(ORDO NEWS) — Researchers excavating in Peru’s Ocucaje desert have unearthed the skull of a huge marine predator believed to be the ancestor of modern whales and dolphins.
The four-foot (1.2 meter) long skull studded with knife-like teeth is a new species of Basilosaurus, a genus of ferocious marine mammals that lived about 36 million years ago during the Eocene era, researchers from the National University of San Marcos (UNMSM) told Reuters. in Lima.
From muzzle to tail, this creature probably reached 39 feet (12 meters) in length, that is, the size of a city bus.
So far, researchers are calling this ancient beast the “predator Okukahe.” It will not receive an official name until the team publishes a scientific description of the species in a peer-reviewed journal.
“It was a sea monster,” Rodolfo Salas, founder and director of paleontology at the UNMSM Natural History Museum, told Reuters and other media at a March 17 press conference. “When it was looking for food, it certainly did a lot of harm.”
According to researchers, the Okukahe Desert was once the bottom of an ancient ocean.

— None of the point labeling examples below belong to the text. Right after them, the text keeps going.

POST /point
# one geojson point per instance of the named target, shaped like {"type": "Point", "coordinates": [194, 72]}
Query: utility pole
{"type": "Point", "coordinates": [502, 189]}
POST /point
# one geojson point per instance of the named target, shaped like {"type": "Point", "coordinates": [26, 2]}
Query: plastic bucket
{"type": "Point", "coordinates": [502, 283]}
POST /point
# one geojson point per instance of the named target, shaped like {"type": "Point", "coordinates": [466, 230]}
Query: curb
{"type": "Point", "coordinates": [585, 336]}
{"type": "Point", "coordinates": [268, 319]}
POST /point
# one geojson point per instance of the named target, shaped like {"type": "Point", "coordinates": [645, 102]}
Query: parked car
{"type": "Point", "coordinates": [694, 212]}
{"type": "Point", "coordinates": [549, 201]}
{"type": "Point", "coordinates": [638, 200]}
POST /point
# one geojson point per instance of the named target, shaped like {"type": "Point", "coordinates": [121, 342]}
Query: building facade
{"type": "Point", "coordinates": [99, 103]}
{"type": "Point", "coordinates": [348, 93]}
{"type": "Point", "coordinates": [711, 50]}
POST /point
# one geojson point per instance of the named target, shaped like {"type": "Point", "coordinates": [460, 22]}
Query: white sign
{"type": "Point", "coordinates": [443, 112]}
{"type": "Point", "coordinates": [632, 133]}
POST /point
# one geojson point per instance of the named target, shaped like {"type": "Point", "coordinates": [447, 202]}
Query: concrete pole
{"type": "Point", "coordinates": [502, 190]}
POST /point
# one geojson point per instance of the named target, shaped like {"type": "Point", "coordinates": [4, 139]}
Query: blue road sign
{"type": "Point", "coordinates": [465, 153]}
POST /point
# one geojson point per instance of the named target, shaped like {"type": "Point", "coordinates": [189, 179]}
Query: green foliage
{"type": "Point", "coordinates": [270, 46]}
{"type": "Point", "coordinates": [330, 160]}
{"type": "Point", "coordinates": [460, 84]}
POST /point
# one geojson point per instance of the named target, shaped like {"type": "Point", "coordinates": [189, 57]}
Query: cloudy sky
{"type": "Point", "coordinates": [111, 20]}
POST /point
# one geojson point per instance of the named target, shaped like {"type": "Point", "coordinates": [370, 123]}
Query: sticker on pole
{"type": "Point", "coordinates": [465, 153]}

Basilosaurus and its ferocious relatives swam these seas as predators 41-34 million years ago, gliding through the water with bodies resembling huge snakes but with a large pair of flippers near their heads.
“Basilosaurus” means “royal lizard” and the creature’s serpentine skeleton was once mistaken for a marine reptile, according to the Smithsonian.
Scientists now know that Basilosaurus was a mammal – a fully aquatic cetacean, like the whales and dolphins that followed it millions of years later.
Whales’ previous ancestors were mammals that lived full-time on land and then gradually evolved to become semiaquatic over millions of years, Live Science previously reported.
Starting about 55 million years ago – 10 million years after the mass extinction of the dinosaurs – the ancestors of the whales finally moved into a completely aquatic environment, giving rise to the first cetaceans.
Today there are more than 90 species of cetaceans. The Okukahe Desert is teeming with fossils, some dating back more than 42 million years, researchers say.
Previous excavations have unearthed other early whale ancestors, dolphins, sharks and other inhabitants of the ancient depths.